With the civilisations as units identified, he presented the history of each in terms of challenge-and-response, sometimes referred to as theory about the law of challenge and response. Civilizations arose in response to some set of challenges of extreme difficulty, when "creative minorities" devised solutions that reoriented their entire society. Challenges and responses were physical, as when the Sumerians exploited the intractable swamps of southern Iraq by organising the Neolithic inhabitants into a society capable of carrying out large-scale irrigation projects; or social, as when the Catholic Church resolved the chaos of post-Roman Europe by enrolling the new Germanic kingdoms in a single religious community. When a civilisation responded to challenges, it grew. Civilizations disintegrate when their leaders stopped responding creatively, and the civilisations then sank owing to nationalism, militarism, and the tyranny of a despotic minority. According to an Editor's Note in an edition of Toynbee's A Study of History, Toynbee believed that societies always die from suicide or murder rather than from natural causes, and nearly always from suicide. He sees the growth and decline of civilisations as a spiritual process, writing that "Man achieves civilization, not as a result of superior biological endowment or geographical environment, but as a response to a challenge in a situation of special difficulty which rouses him to make a hitherto unprecedented effort."

Toynbee Prize Foundation

Named after Arnold J. Toynbee, the Foundation was chartered in 1987 'to contribute to the development of the social sciences, as defined from a broad historical view of human society and of human and social problems.' In addition to awarding the Toynbee Prize, the foundation sponsors scholarly engagement with global history through sponsorship of sessions at the annual meeting of the American Historical Association, of international conferences, of the journal New Global Studies and of the Global History Forum.

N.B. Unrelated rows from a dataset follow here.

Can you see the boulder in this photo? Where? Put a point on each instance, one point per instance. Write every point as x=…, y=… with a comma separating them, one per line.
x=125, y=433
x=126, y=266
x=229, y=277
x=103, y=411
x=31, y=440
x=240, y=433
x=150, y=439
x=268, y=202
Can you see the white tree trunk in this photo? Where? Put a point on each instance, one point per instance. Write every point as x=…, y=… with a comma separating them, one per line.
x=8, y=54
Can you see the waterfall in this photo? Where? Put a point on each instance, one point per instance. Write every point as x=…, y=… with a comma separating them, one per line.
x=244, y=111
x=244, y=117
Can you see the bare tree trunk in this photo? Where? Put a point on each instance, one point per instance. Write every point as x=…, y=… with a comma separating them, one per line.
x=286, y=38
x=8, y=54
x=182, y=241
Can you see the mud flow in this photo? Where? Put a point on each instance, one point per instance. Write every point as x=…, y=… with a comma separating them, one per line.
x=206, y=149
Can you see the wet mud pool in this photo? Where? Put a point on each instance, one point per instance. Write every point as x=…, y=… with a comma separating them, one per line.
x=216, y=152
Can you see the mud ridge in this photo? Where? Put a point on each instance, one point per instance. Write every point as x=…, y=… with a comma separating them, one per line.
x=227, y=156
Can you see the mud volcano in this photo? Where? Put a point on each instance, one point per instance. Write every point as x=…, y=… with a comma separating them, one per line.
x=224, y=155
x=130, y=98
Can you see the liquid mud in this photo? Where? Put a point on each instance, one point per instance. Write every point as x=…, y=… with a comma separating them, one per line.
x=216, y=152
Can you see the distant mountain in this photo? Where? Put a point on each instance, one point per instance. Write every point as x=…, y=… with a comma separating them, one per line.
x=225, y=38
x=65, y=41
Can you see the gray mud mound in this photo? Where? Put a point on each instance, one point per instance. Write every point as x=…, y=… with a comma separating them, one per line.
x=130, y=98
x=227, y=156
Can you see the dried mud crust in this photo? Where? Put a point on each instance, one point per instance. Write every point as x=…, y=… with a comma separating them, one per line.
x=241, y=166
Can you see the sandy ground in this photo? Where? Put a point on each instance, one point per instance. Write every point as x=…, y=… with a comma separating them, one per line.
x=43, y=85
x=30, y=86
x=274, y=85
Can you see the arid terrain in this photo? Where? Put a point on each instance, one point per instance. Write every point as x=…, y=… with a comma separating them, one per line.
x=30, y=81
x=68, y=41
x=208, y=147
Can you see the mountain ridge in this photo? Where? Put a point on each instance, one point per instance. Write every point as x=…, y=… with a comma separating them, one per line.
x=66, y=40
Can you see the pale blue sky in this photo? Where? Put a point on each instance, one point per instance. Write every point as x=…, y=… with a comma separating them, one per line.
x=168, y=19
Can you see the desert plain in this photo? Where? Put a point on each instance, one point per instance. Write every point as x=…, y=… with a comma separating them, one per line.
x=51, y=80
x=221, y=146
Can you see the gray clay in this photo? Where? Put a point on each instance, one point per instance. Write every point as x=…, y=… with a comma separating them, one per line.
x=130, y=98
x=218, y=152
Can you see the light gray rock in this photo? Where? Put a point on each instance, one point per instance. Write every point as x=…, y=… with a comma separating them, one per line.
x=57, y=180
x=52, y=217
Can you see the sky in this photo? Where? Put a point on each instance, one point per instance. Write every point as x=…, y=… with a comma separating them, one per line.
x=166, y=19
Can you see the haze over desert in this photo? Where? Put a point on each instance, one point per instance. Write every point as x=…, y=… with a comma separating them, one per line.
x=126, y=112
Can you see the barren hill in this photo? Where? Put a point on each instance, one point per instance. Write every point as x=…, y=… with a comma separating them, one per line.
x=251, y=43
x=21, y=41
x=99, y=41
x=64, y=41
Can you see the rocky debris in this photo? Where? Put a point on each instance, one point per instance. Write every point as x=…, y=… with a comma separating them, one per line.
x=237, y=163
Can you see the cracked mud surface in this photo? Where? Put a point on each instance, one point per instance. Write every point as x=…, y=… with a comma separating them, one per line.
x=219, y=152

The Toynbee Prize is an honorary award, recognising social scientists for significant academic and public contributions to humanity. Currently, it is awarded every other year for work that makes a significant contribution to the study of global history. The recipients have been Raymond Aron, Lord Kenneth Clark, Sir Ralf Dahrendorf, Natalie Zemon Davis, Albert Hirschman, George Kennan, Bruce Mazlish, John McNeill, William McNeill, Jean-Paul Sartre, Arthur Schlesinger, Jr., Barbara Ward, Lady Jackson, Sir Brian Urquhart, Michael Adas, Christopher Bayly, and Jürgen Osterhammel.